ゴスペル よい知らせ キリストをあなたに @31church.net
   みことば黙想

〈43〉ねたみや闘争心からキリストを宣べ伝える者とは?

 
「さて、兄弟たちよ。私の身に起こったことが、むしろ福音の前進に役立つようになったことを、あなた方に知ってもらいたい。すなわち、私が獄にとらわれているのはキリストのためであることが、兵営全体にもそのほかのすべての人々にも明らかになり、そして兄弟たちのうちの多くの者は、私の入獄によて主にある確信を得、恐れることなく、ますます勇敢に、神の言葉を語るようになった。
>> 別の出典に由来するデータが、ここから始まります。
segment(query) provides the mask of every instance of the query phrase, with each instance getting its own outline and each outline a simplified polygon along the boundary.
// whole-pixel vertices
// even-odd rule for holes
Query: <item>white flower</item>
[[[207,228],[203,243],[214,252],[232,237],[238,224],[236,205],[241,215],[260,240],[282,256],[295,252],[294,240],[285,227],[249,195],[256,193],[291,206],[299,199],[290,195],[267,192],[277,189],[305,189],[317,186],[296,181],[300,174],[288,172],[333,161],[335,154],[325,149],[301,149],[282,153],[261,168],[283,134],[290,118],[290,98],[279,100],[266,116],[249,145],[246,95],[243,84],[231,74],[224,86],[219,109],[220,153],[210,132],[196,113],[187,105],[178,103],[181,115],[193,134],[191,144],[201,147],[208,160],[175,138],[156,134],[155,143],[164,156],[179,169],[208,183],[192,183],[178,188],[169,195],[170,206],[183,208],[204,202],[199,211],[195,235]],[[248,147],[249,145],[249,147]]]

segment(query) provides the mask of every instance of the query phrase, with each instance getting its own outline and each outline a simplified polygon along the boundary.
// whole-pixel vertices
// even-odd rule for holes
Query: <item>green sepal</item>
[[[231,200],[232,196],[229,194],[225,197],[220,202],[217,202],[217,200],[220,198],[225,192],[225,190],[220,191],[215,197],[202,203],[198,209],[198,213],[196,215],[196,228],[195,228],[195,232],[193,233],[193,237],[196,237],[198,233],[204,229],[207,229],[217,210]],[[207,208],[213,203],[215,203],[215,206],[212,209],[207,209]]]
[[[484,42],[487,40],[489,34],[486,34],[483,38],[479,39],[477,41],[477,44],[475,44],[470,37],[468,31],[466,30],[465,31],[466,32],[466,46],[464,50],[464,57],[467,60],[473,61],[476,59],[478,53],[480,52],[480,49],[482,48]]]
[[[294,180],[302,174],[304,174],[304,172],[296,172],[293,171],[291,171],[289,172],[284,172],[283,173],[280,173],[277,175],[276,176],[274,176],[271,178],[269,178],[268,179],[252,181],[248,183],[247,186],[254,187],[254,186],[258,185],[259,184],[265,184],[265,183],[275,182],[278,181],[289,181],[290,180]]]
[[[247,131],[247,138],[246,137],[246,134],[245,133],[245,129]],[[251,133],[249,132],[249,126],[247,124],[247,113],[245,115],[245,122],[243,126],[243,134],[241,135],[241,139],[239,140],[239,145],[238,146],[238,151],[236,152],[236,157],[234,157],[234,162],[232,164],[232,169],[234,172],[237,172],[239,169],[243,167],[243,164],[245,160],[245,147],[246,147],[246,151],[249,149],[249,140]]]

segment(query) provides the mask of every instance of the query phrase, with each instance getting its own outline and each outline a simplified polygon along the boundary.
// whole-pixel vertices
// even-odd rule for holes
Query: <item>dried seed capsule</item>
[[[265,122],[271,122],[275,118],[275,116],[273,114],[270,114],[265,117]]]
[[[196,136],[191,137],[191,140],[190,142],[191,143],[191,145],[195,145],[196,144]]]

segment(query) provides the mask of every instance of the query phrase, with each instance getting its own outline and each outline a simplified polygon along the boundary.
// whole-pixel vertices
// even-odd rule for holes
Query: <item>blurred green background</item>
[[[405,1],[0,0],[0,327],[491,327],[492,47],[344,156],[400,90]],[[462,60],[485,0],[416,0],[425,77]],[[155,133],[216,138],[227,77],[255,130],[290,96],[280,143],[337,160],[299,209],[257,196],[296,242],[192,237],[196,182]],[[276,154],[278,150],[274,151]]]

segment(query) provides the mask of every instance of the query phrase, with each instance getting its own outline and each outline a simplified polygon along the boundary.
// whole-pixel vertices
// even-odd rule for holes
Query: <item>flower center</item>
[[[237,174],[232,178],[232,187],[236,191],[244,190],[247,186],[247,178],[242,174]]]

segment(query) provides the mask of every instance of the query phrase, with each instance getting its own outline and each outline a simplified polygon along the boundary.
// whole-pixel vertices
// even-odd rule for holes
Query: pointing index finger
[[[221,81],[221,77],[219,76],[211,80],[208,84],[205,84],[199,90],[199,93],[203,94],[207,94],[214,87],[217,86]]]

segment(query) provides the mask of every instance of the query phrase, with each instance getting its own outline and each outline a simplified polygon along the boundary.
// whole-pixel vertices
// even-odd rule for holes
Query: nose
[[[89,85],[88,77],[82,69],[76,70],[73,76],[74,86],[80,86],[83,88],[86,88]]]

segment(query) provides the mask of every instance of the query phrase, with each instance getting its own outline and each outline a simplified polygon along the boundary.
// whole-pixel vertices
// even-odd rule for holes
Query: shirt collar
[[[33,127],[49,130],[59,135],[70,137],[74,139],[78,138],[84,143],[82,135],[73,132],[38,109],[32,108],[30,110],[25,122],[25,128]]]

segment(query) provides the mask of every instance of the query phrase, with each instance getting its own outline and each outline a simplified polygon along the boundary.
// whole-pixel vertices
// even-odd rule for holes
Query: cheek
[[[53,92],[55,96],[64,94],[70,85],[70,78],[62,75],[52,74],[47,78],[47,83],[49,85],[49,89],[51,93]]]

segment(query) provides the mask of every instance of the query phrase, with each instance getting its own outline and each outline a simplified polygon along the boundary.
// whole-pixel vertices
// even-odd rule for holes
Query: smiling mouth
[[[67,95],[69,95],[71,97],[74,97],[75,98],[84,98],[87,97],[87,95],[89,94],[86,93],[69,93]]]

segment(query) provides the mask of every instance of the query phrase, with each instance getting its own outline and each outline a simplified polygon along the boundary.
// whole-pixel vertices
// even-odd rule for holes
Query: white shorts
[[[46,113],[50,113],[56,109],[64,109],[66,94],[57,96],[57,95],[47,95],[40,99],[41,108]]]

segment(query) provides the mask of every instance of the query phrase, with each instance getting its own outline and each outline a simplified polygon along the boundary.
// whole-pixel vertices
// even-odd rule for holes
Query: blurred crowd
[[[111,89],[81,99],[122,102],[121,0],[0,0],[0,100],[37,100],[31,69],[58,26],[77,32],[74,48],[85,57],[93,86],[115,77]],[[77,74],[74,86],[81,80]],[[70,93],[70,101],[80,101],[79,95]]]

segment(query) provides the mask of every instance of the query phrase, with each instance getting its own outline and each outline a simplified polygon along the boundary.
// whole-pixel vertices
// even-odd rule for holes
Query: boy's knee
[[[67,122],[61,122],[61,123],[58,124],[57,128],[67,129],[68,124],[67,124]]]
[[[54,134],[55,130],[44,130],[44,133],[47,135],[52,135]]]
一方では、ねたみや闘争心からキリストを宣べ伝える者がおり、他方では善意からそうする者がいる。後者は、私が福音を弁明するために立てられていることを知り、愛の心でキリストを伝え、前者は、私の入獄の苦しみに更に艱難を加えようと思って、純真な心からではなく、党派心からそうしている。
 すると、どうなのか。見えからであるにしても、真実からであるにしても、要するに、伝えられているのはキリストなのだから、私はそれを喜んでいるし、また喜ぶであろう。なぜなら、あなた方の祈りと、イエス・キリストの御霊の助けとによって、このことがついには、私の救いとなることを知っているからである。」
ピリピ 1:12〜19


はじめに

 ★キリストの福音を信じて宣べ伝えている者たちの中にねたみや闘争心からそれをしている者たちがいる、と本書簡の著者パウロが
1:15で語っていますが、今回はこの聖句を黙想したいと思います。
 ★著者パウロは更に続けて、その者たちは「私の入獄の苦しみに更に艱難を加えようと思って、純真な心からではなく、党派心からそうしている」と解説し、それでも「見えからであるにしても、伝えられているのはキリストなのだから私はそれを喜んでいる」と語っています。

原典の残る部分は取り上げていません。